Funding the homes - but not the machine

The recent Spending Review provided a welcome boost for affordable housing, with £39 billion allocated over the next decade. But while the funding is substantial, it overlooks a critical component: the machinery of delivery.

Florence Eshalomi MP, Chair of the cross-party Housing Committee, summed it up clearly in her recent open letter to the Chancellor: meeting the 1.5 million homes target requires not just money for homes, but a “generational increase” in public sector capacity. That includes planning officers, land assembly skills and local authority teams able to drive projects forward.

A new public-private compact

To build like the 1970s, we do not need to replicate the era’s institutions wholesale. We need a model that reflects today’s economic and social realities, but which restores a balance between public purpose and private delivery.

That means empowering councils to play a more active role in development, whether through LATCs, joint ventures, or partnerships with housing associations and developers. But it also means recognising that councils cannot deliver alone.

A coordinated approach between the public and private sector is essential. From identifying land, to co-designing masterplans, navigating planning and funding infrastructure, early-stage collaboration must become the norm. Too often, the public and private sectors operate in parallel, despite there being clear benefits of early integration.

Solving the capacity crisis

Of all the bottlenecks in the system, the shortage of planning officers is perhaps the most damaging. The Planning Officers Society and the RTPI have repeatedly warned that under-resourced planning departments are a serious risk to national housing ambitions.

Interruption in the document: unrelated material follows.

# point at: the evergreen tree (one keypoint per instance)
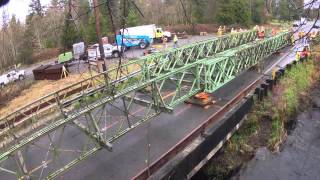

The government has acknowledged this in pledging increased funding for council budgets, but again, funding is only part of the solution. A report from the Home Builders Federation shows that 80% of local planning authorities are operating below full capacity, with many unable to keep up with the rising demand for housing applications. Without a targeted effort to attract, train and retain planning officers, the additional housing funds will remain theoretical; applications will pile up; good schemes will stall; housing commencements will fall, rather than rise.

So the government must both fund and otherwise incentivise the front line.

Looking forward, not backwards

The ambition to return to 1970s-level output is commendable. But achieving it means more than restoring the public sector’s role in housing. It means rethinking how the public and private sectors work together.

If we want to build like it's 1977, we must move beyond structures and towards substance, investing in the planners, officers and partners who can make delivery happen.